Benjamin Binet (Gemalto) : « Les drones peuvent être potentiellement dangereux pour les humains s’ils sont utilisés à des fins malveillantes »

Interview de Benjamin Binet, vice-président des services marketing mobiles et IoT (Internet des objets) chez le spécialiste de la sécurité numérique Gemalto. Ce dernier revient sur l'importance de réglementer l'usage des drones tant au niveau de la surveillance des ciels que de la protection des données.
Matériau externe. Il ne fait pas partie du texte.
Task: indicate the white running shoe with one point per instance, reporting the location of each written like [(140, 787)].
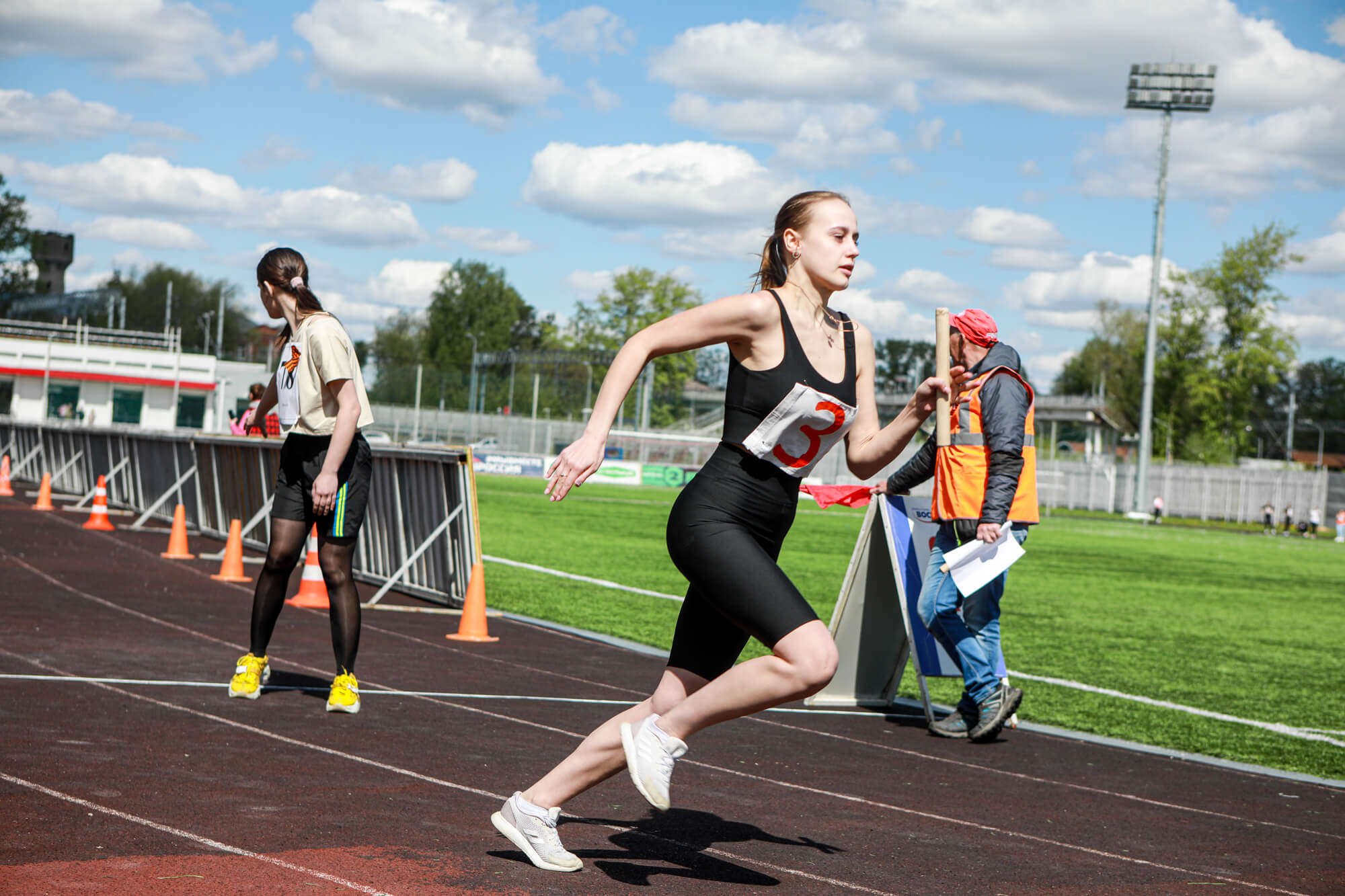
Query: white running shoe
[(650, 760), (536, 836)]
Trafic de drogue, introduction illégale d’objets en prison, survol de centrales nucléaires ou autres sites sensibles, attentats, espionnage… avec la démocratisation de l’usage des drones, de nombreux dangers apparaissent, apportant leur lot de scénarios catastrophe. Qui est donc chargé de réglementer cette utilisation ?
Selon l’Administration fédérale de l’aviation américaine, l’on estime que d’ici 2020, plus de 7 millions de drones connectés seront utilisés à travers le monde. Il est donc évident que les priorités doivent être établies pour garantir un espace aérien mondial sûr et sécurisé, le ciel étant d’ores et déjà très fréquenté par les aviations et hélicoptères. Il est intéressant de suivre les régulateurs envisageant un ensemble de règles pour un meilleur partage du ciel en toute sécurité depuis l’introduction des appareils privés. D’un point de vue sécurité, cela permet d’éviter des incidents comme il y a pu en avoir ces derniers mois, notamment lorsqu’un drone a évité de peu la collision avec un avion à Montréal en avril dernier. Le ciel est généralement géré et contrôlé par des instances gouvernementales, d’où la nécessité de considérer avec précaution les objets privés dans cet espace « ouvert mais restreint ».

Au niveau européen, quelles sont les démarches qui ont déjà été initiées en faveur d’une réglementation de l’utilisation des drones ?
En réaction aux derniers événements relatifs aux drones, l’Agence européenne de la sécurité aérienne (AESA) a proposé des règles sur l’utilisation des petits drones : un encadrement des zones de vols non autorisées et une notice accompagnant le drone lors de sa vente sur les meilleures pratiques d’utilisation. Avec l’utilisation croissante des drones tant par les consommateurs que par des entreprises et instances gouvernementales, comme la police. Il est rassurant de voir de hautes instances réagir à des problématiques sécuritaires touchant le monde de l’Internet des objets (IoT), comme ce fut déjà le cas d’objets connectés par le passé (piratage de voitures connectées, etc).


Justement, à l’instar des objets connectés qui suscitent également de vives inquiétudes, la solution serait-elle d’obliger les fabricants à intégrer en amont des problématiques sécuritaires dès la conception de leurs engins volants ?

Sensibiliser à la sécurité et demander aux décideurs de mettre en place des règles claires pour anticiper les problèmes oriente le marché dans la bonne direction. C’est un élément nécessaire pour prévenir (ou forcer) les fournisseurs à prendre en compte, dès le début, des fondamentaux tels que la sécurité, l’authentification, la sûreté et la protection des données. Gemalto observe avec attention l’évolution du marché des drones. Ce marché est une référence pour le monde de l’IoT en général car il rassemble les défis et risques habituellement rencontrés par les objets connectés : connectivité, sécurité, authentification forte, chiffrement des données. Si nous tenons réellement à profiter et bénéficier du potentiel de l’Internet des objets, nous devons, par conséquent, concevoir des règles de sécurité fortes.

Quid de la protection des données ?
On observe également une tendance à la régulation pour plus de confidentialité et de protection des données (avec la RGPD par exemple). Ce besoin fort en protection des données est crucial car ces appareils créent et récupèrent des données sensibles (grâce, entre autres, à des caméras ou des capteurs). Aussi, sans pour autant tomber dans un scénario trop pessimiste, les drones peuvent être potentiellement dangereux pour les humains s’ils sont utilisés à des fins malveillantes ou si des fonctionnalités de sécurité ont été négligées voire occultées.